From these inescapable conditions it follows, in my judgment, that the only clear demarcation line giving a "fire-break" in the use of weapons in war will continue to be the boundary between non-nuclear and nuclear devices. Mere shifts in policy and strategic doctrine will neither eliminate the hostage role of the populations of the United States and the Soviet Union, nor decrease the danger of nuclear catastrophe through accident or through unauthorized attack. Nor will they, in Churchill's words, "cover the case of lunatics or dictators in the mood of Hitler when he found himself in his final dugout." Only the relaxation of political tensions, coupled with bold steps limiting and reducing the quality and quantity of arms, and with ever-increasing vigilance over the control, safety and nonproliferation of nuclear weapons, can offer hope that nuclear disaster can be avoided.
2 Iklé, op. cit.
3 Calculations indicate that an attack against all of the U.S. Minuteman silos would result in casualties (U.S. or Canadian) in the multi-million range from fallout alone; from all causes the actual numbers would be still larger.

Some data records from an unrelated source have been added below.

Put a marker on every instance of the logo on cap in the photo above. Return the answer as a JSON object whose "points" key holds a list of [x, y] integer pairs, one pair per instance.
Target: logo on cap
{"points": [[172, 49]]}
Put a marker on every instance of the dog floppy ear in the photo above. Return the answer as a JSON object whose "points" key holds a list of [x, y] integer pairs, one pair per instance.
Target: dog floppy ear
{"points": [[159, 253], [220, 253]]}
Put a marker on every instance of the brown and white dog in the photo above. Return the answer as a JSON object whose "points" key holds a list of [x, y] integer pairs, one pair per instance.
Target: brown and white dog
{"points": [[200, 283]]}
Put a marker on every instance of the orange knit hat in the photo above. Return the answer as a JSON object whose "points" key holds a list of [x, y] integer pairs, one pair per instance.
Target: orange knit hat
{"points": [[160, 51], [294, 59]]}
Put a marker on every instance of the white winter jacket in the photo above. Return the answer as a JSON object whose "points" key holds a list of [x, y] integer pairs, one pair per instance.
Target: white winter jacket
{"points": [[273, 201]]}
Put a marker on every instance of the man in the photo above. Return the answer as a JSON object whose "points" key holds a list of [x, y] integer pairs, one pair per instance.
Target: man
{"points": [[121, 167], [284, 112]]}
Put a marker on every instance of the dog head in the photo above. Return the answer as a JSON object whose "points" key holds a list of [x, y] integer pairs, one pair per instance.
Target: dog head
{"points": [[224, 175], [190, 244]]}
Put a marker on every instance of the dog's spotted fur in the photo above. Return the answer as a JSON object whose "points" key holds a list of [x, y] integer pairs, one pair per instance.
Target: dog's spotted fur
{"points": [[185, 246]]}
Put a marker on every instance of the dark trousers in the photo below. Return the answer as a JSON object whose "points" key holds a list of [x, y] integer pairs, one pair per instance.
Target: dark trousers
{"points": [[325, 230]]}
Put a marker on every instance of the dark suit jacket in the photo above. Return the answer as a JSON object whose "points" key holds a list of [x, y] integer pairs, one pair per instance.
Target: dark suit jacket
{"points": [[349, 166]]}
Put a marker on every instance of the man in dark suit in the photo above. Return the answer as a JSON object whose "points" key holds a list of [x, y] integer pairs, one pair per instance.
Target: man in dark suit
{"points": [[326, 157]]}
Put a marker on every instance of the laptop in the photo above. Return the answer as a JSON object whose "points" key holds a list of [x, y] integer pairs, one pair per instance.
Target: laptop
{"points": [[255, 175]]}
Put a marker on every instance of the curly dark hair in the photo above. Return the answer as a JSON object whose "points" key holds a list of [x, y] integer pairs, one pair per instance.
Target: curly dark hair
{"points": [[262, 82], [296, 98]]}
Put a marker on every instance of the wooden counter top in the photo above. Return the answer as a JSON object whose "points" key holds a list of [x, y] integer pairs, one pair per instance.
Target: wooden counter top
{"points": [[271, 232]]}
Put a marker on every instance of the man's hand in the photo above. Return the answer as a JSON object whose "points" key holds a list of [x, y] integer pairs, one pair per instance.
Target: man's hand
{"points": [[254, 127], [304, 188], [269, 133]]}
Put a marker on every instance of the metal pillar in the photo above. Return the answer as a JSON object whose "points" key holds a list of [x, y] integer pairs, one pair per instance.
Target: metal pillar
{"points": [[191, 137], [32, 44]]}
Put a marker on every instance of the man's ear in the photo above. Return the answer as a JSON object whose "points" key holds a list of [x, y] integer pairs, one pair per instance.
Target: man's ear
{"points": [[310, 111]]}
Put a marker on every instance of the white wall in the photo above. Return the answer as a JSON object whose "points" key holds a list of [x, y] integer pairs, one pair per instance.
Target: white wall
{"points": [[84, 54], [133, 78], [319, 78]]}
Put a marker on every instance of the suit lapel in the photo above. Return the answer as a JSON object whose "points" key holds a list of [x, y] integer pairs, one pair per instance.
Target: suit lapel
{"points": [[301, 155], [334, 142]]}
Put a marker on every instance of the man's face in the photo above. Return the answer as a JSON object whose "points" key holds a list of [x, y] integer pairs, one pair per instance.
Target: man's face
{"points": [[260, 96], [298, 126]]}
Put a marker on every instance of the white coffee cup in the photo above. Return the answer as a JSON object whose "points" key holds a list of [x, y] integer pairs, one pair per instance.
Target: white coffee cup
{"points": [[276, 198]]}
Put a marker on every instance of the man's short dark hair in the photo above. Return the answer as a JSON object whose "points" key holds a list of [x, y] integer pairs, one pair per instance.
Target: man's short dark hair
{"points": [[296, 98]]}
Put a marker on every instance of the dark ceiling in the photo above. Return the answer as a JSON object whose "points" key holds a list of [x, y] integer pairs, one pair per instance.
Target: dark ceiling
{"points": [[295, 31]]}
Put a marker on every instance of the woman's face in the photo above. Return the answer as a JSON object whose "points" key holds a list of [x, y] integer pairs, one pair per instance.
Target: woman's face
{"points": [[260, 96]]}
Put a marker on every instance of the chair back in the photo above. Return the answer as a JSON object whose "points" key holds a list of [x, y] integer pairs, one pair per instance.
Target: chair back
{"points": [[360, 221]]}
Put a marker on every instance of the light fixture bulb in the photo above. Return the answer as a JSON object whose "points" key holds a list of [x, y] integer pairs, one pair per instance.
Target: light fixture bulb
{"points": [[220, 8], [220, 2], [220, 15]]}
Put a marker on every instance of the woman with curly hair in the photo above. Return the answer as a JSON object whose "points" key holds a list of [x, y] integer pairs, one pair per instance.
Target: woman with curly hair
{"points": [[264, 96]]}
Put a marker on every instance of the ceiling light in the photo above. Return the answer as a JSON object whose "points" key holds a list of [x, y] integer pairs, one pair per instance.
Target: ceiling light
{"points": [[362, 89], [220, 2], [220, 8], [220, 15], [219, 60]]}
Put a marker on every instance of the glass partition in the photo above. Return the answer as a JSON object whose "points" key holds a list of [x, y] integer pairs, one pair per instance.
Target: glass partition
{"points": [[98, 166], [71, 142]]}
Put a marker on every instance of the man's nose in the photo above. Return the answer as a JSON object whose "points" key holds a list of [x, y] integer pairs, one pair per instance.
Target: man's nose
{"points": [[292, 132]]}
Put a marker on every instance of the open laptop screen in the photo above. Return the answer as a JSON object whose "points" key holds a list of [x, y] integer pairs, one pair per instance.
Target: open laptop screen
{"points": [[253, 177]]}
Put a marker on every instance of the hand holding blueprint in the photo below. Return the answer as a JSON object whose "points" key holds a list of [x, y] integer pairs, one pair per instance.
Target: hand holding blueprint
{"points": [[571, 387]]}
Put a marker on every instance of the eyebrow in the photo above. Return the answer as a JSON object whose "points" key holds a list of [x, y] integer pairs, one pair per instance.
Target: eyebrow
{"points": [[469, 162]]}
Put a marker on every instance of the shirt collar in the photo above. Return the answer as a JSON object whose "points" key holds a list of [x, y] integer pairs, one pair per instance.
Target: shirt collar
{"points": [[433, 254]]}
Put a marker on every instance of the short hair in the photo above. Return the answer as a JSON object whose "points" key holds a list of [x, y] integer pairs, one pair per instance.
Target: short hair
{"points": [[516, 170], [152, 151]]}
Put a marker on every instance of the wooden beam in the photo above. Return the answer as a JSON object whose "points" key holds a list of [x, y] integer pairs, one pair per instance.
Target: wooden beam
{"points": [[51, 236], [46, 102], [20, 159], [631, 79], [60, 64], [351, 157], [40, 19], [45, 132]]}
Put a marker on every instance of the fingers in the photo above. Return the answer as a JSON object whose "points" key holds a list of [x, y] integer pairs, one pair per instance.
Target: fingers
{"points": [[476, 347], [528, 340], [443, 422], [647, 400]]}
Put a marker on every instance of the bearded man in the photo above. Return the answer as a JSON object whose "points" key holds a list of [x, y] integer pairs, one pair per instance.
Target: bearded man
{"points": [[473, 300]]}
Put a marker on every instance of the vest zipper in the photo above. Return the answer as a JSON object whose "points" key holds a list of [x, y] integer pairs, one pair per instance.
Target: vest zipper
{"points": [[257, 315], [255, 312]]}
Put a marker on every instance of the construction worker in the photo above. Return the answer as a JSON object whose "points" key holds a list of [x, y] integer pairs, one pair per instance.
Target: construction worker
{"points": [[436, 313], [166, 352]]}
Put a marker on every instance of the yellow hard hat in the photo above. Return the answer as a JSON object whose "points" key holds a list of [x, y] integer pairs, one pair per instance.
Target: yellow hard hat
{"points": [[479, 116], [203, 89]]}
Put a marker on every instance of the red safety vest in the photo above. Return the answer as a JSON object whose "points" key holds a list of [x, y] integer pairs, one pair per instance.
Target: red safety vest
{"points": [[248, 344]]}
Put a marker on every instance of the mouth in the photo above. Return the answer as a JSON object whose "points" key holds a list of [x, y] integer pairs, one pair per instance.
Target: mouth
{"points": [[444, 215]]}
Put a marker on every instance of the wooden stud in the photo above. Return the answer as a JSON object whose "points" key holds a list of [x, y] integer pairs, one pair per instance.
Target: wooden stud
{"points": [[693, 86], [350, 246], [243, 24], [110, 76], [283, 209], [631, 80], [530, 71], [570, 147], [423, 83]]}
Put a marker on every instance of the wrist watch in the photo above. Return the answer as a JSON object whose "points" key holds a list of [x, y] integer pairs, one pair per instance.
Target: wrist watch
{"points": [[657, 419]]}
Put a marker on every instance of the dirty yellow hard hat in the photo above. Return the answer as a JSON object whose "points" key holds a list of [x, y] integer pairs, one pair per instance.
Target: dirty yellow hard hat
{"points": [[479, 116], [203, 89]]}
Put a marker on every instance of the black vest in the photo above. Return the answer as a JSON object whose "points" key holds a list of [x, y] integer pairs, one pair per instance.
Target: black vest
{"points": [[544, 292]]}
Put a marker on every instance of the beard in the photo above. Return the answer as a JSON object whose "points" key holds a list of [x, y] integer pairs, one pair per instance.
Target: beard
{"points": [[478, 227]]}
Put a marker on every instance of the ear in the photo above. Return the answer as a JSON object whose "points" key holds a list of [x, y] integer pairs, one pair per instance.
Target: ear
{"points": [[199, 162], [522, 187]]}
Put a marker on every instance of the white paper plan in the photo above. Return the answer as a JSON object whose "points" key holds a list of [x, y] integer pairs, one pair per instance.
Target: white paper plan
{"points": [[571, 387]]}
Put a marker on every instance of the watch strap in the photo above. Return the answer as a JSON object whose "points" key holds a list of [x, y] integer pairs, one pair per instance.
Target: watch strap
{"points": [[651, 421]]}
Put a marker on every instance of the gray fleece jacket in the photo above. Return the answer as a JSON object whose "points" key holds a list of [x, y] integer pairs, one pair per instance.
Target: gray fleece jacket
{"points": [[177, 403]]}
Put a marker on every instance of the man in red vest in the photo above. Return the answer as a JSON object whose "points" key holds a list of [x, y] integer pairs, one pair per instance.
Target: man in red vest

4 A retaliatory attack would have to be very small indeed to be "negligible." Indeed, neither leaders nor serious observers in either country should pay much attention to the spuriously precise analyses cranked out by military computers to "determine" levels of damage from nuclear attack. Such calculations usually take into account only "prompt" casualties, that is those resulting from blast or prompt radiation. Few analyses consider fallout, and none of those generally used take into account such post-attack effects as fire, damage to food supplies, medical care and productivity, or epidemics. As Iklé notes, the omission of such after-attack effects leads to substantial underestimates. It is another instance of the way in which, in his words: "The jargon of American strategic analysis works like a narcotic. It dulls our sense of moral outrage about the tragic confrontation of nuclear arsenals, primed and constantly perfected to unleash widespread genocide."